Denial, anger, fear, depression, self-pity, doubt: a toxic cocktail of emotions inflamed by alcohol, narcotics and prescription drugs. Where does one begin? Where will it all end? In this 90-piece orchestration of autobiographical flashbacks, the author describes his descent into alcoholism while three fictional alter egos (unnoticed by him) discuss his prospects for recovery. This intense, introspective and illuminating fiction looks at alcoholism and addiction from the inside out and back again.
In three parts, the Destruction, the Deconstruction and the Reconstruction, the alcoholic beast is revealed. The vicious cycles of alcoholic addiction: hospitals, detoxes, rehabs and relapse. Repeat, repeat, repeat. A textbook case of chronic chemical dependency, "All Drinking Aside" will provoke, deceive, disturb and annoy you while it entertains and informs. "All Drinking Aside" is "Everybody's Autobiography," if you're an alcoholic and "Someone You Know," if you are not.
Here are some excerpts:
How He Felt Versus How He Appeared:
Alcohol was taking over my life in each and every form and I didn’t even know it. I had learned more and more about scotch and wine and beer and cocktail recipes and this glass and that glass, boiler-makers and hot toddies and which garnish goes with which drink and on and on. More and more knowledge about alcohol and no real knowledge of alcoholism. Generally speaking, as I got more and more entrenched in alcoholic behavior, the more I felt sophisticated, the less sophisticated I must have appeared. Who could see the forest? All I saw were trees. (From Chapter 8)

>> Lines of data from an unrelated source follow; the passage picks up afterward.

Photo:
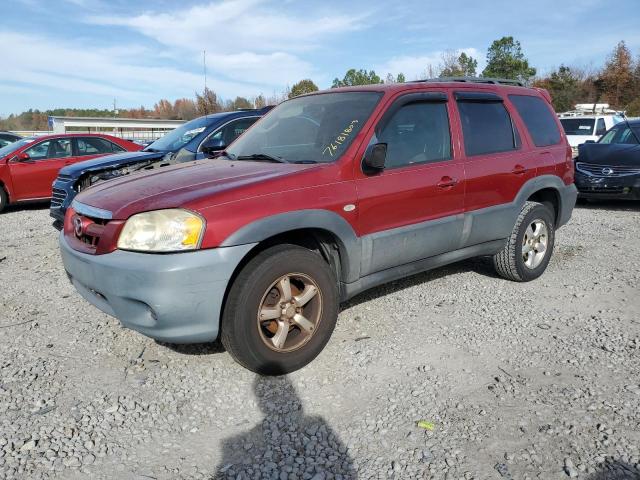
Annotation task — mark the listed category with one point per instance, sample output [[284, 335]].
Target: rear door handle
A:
[[447, 182]]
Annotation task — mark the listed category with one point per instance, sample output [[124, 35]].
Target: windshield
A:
[[578, 126], [12, 147], [311, 129], [178, 138]]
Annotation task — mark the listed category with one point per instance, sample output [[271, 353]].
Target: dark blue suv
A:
[[195, 140]]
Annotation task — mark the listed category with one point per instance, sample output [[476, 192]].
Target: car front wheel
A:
[[281, 310]]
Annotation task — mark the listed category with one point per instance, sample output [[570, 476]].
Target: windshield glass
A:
[[578, 126], [314, 129], [12, 147], [178, 138]]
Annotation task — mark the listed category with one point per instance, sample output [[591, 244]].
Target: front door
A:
[[413, 209], [32, 178]]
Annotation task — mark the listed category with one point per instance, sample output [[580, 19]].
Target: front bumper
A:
[[175, 298], [626, 187]]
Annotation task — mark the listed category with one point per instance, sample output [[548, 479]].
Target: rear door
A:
[[413, 208], [497, 165], [33, 178]]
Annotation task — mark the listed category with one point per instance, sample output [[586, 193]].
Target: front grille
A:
[[57, 198], [607, 171]]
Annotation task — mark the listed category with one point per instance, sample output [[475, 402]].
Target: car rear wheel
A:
[[528, 250], [280, 311]]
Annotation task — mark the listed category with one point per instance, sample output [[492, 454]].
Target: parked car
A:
[[581, 126], [29, 166], [610, 168], [7, 137], [195, 139], [328, 195]]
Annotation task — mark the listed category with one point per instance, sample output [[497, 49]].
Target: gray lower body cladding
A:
[[174, 297]]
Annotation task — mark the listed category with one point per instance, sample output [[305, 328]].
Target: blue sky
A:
[[85, 53]]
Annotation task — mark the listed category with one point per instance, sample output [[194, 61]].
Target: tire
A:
[[4, 199], [510, 262], [258, 344]]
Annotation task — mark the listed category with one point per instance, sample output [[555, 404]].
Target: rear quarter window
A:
[[486, 127], [538, 118]]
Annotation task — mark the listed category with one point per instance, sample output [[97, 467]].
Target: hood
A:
[[609, 154], [109, 161], [182, 185], [575, 140]]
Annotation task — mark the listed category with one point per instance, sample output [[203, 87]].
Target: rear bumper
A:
[[627, 187], [175, 298]]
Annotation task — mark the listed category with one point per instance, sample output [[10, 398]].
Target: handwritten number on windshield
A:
[[332, 148]]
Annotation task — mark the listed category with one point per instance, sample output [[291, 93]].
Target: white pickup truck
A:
[[588, 123]]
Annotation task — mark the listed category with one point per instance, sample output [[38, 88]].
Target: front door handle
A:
[[447, 182]]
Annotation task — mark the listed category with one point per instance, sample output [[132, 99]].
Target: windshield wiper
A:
[[262, 156]]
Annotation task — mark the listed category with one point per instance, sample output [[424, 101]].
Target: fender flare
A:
[[349, 244]]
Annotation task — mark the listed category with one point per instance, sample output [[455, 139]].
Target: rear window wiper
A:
[[262, 156]]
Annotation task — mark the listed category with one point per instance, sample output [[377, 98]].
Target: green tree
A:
[[357, 77], [455, 65], [618, 77], [506, 60], [302, 88], [207, 102], [565, 87]]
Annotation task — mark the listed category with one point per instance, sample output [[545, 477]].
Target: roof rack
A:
[[493, 81]]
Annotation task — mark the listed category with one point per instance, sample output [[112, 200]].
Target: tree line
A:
[[617, 82]]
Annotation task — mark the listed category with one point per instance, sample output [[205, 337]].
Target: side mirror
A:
[[374, 158], [212, 145]]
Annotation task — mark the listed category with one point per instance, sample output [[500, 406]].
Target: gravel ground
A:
[[536, 380]]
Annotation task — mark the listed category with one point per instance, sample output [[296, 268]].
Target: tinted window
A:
[[620, 134], [313, 128], [233, 130], [578, 126], [538, 118], [417, 133], [59, 148], [486, 127], [96, 146]]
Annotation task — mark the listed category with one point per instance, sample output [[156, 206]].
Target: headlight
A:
[[162, 231]]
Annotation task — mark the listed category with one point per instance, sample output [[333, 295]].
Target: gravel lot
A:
[[537, 380]]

Shared courage is where I find the strength in my recovery. My alcoholic mind left alone is headed for relapse because it's crowded up here in what remains of my brain. There are a thousand forms of denial in recovery but the one denial that has always doomed me to failure and to relapse is trying to stay sober unaided and alone, not admitting my need for fellowship with others in recovery. I don't think I will ever be smart enough to go it alone because addiction has formed a partnership with my brain. It has been compromised. It seems that way because it is that way. Maybe not for others and for all, but for me that is the way it is. It is. (From Chapter 28)
Analogies of Addiction:
Alcohol is my poison, my prison. A brick wall, a trap door, a cancer, a bad joke, an empty bottle, an excuse, a leaky faucet, a loan shark, a broken promise, a cracked mirror, an earthquake, an avalanche, a train wreck, a recurring nightmare.
Alcohol is my insanity. (From Chapter 39)
How He Saw Denial:
There was a time when I was not there, but I did not know it yet. I would drink to forget, forgetting what I did not know. Not yet. I did not know yet. Where was I then, when I was not there?
For years I lived somewhere between myself and the next drink. I would drink to forget what I could not think, halfway to nowhere and another drink. I was grieving and I did not know it. Someone was dying, but I could not feel it, feel my own dying. I could not own it because it owned me. Denial is so hard to feel, yet, there it is, standing next to you. You: Halfway to nowhere and another drink. (From Chapter 40)
Jim Anders is a former advertising copywriter and graduate of Moravian College in Bethlehem, Pennsylvania. This is Jim’s first full-length published work. His drinking career ended nearly a decade before this autobiographical fiction. He currently resides in Atlantic City, New Jersey and is diligently at work on his second book.